Regarding the golf holes that were previously on the land, Hanse said: “I don’t know stylistically what it looked like. We know where the hole corridors were. It appears, either through the growth of the trees over the last 10 years since the course has been closed, or maybe intentionally, that the original design was very tight, and the corridors were very narrow.

“So, where we are using the existing corridors – which is very rare, almost every hole is routed in a different fashion from that golf course – we are making them significantly wider.

“The nice thing from our standpoint is, within the corridors, the plant palette is going to be great for us to try and transplant and use some of that material. There’s a lot of fescue that we can use for bunker faces. There’s a lot of broom that we can either transplant some younger portions of it or leave. I think the nicest thing about the open character of those corridors is that the plant material in there is very conducive to the look of course we’re trying to build.

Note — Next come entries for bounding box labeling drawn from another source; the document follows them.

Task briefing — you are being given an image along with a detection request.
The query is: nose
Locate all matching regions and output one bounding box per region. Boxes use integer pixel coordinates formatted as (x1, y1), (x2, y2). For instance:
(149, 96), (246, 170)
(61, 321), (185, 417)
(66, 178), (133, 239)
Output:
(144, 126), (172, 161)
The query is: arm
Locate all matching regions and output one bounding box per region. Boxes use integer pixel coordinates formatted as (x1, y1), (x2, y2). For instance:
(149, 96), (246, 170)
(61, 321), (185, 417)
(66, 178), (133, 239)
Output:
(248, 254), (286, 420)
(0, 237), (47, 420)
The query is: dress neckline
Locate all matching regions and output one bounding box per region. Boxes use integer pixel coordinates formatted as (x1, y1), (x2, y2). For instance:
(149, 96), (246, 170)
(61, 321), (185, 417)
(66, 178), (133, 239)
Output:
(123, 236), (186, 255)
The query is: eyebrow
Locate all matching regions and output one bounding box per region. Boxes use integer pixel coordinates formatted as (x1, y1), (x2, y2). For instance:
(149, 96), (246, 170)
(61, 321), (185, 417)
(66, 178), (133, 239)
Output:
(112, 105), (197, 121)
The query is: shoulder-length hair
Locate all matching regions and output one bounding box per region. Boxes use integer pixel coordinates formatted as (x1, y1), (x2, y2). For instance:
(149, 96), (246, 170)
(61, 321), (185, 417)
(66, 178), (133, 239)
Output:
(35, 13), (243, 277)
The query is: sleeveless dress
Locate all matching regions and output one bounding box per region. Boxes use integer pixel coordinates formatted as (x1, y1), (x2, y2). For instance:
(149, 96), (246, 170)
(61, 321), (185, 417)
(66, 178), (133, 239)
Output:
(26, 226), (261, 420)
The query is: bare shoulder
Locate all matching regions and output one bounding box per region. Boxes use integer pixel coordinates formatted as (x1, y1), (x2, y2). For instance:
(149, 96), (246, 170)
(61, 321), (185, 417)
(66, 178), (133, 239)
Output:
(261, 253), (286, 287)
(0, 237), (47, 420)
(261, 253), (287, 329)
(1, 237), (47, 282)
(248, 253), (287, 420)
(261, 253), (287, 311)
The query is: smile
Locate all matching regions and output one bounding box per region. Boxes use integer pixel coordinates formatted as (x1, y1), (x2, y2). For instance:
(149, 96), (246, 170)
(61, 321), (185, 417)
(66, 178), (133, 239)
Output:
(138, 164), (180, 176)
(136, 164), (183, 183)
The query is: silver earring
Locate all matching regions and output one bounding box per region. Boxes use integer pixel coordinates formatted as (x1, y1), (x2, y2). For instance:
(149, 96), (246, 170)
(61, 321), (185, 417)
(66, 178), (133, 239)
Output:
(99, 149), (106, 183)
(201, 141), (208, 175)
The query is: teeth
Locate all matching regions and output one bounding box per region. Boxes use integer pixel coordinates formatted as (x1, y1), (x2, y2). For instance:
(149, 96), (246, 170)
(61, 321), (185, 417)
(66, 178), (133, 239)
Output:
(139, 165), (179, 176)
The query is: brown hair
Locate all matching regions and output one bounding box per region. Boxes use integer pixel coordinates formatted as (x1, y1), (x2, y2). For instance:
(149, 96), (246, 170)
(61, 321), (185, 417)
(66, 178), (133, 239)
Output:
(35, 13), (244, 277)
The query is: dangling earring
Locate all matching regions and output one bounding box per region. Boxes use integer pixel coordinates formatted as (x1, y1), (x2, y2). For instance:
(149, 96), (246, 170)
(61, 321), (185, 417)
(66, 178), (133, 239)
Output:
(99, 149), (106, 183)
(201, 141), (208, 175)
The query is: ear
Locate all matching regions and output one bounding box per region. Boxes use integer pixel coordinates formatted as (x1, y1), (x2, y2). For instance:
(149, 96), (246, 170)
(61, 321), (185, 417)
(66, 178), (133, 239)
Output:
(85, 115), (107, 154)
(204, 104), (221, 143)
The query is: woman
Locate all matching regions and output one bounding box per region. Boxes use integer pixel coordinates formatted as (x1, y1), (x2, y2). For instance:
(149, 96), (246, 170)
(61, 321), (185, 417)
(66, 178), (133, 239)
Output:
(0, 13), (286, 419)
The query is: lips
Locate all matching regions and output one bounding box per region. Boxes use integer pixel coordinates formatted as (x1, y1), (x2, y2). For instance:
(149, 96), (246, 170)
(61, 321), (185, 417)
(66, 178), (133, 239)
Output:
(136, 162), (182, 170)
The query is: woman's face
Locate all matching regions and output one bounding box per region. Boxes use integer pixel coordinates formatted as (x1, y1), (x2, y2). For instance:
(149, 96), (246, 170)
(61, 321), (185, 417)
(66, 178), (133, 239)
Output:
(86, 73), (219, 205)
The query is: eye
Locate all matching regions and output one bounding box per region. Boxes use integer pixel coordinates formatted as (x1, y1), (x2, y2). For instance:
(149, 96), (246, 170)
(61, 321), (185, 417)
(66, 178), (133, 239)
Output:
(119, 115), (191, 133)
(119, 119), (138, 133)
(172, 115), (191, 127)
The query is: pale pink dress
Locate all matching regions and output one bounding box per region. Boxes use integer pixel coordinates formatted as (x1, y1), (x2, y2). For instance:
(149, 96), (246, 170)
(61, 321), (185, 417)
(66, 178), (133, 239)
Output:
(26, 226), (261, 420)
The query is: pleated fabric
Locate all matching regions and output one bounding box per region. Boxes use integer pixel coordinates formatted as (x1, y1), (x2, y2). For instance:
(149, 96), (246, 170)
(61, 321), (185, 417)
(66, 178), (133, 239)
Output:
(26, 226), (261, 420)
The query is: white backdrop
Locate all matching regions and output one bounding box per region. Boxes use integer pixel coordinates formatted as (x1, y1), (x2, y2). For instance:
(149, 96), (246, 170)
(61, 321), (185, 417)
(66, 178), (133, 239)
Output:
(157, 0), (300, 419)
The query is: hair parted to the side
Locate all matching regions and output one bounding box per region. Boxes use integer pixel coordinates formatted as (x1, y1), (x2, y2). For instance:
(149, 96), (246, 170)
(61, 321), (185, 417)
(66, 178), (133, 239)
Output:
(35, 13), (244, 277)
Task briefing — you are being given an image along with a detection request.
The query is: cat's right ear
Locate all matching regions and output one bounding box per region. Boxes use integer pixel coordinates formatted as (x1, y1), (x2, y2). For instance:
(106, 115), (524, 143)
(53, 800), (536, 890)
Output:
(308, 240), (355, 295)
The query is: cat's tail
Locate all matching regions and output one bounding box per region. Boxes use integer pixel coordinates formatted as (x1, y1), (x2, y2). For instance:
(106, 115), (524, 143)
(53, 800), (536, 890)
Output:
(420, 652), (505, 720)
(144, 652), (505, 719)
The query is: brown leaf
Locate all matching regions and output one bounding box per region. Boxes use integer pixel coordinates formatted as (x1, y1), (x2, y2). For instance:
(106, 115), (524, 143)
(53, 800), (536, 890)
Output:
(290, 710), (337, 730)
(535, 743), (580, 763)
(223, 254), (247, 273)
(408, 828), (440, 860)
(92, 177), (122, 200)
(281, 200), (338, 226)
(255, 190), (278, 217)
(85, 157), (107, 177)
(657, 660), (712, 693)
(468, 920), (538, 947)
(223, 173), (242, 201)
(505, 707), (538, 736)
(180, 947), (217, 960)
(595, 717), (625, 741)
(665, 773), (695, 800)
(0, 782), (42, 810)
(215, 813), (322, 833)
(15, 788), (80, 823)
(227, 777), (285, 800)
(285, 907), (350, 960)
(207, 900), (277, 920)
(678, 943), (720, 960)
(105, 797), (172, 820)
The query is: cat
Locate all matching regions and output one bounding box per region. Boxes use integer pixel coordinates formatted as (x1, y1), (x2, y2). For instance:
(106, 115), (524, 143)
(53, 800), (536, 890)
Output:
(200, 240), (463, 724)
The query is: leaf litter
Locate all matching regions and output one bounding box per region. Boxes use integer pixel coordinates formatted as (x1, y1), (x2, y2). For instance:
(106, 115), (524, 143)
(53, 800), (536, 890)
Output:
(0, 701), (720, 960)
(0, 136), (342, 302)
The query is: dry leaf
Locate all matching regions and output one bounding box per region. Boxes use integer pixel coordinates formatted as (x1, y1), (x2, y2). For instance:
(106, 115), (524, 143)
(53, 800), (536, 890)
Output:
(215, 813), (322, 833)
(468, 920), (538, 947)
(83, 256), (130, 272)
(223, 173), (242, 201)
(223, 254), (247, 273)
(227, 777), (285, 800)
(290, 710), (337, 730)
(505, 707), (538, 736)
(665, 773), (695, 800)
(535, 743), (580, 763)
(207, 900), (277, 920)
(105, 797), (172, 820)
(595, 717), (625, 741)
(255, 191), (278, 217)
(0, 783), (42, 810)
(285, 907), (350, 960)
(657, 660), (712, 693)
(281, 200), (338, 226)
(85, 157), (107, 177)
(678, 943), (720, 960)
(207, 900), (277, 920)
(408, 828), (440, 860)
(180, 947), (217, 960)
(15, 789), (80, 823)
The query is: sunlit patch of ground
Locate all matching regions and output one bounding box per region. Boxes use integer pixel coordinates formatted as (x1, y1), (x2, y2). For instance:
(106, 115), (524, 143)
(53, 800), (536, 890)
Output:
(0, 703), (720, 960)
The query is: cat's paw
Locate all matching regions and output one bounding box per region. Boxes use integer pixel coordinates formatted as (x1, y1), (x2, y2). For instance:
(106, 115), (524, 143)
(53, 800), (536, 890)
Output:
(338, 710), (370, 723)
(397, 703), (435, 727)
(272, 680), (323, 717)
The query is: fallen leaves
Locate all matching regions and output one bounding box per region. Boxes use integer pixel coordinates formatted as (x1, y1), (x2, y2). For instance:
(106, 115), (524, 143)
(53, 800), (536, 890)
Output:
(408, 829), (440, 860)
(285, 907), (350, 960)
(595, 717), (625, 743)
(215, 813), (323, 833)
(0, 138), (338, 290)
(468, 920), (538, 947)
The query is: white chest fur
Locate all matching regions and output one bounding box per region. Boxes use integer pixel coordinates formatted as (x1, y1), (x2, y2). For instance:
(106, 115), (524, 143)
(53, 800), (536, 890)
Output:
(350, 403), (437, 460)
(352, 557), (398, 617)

“I’m excited about the bunkering,” continued Hanse. “I got a copy of The Architectural Side of Golf, and the recent Simpson biography, and just looked through his plans and his designs and tried to adapt some of the bunker patterns and maybe some of the holes, or at the least the concept of some of the holes he designed. The bunkering will probably be the most distinctive element, and the other thing we really worked hard on with the routing was to make sure it was very walkable. A very compact design with a lot of close tee-to-green transitions.”

The existing von Hagge course is widely regarded as one of the best in France. Asked whether he felt any pressure of designing a new course at Les Bordes, Hanse said: “It is an opportunity to understand what the highest level of expectation is. We know that the expectation is going to be high and we’re excited about that. In a way, it’s not dissimilar to what we did at Streamsong, having two highly regarded golf courses already there by golf architects we respect, and having to try and create something that works in concert with those. We’re excited that the standard of quality is already so high at Les Bordes, so it gives us something to aspire to.”

The project is Hanse’s first time working in Continental Europe. He often relocates to the site of courses that he works on, as he did with the recently re-opened No. 4 course at Pinehurst, as well as the Olympic course in Rio de Janeiro.

“I have fallen in love with the property. If the timing of the project goes as we anticipate with construction next year, my wife Tracey and I will relocate and probably spend two to three months living at Les Bordes before we start commuting. We have other projects that will be on the go that I will have to commute to. It’s a long commute but a good one!

“We’re excited, there’s a beautiful farmhouse on the property that they’re going to renovate, and we’ll stay there. If the timing goes well, we’ll probably stay there February through May, which should give us a lot of time to do a very good start on the feature construction and also establish the template for the look and for the style that we’re going for,” continued Hanse.

“Neil Cameron, one of our associates from Scotland, will be our guy on site. He’s been with us since Castle Stuart, so he’s got a great feel and he’s tremendously talented in his own right, so were excited we’ll have the proper attention.”

Longmuir said: “Gil will be working with his team, our greenkeeping staff and a local contractor for tree clearing etc. Jack Laws, the club professional previously at Sunningdale, and myself will not be directly involved in the build but you can be sure that we will be taking a keen interest in watching Gil at work!”

Construction is scheduled to start in January 2019 with the possibility that the course could be playable by early 2020.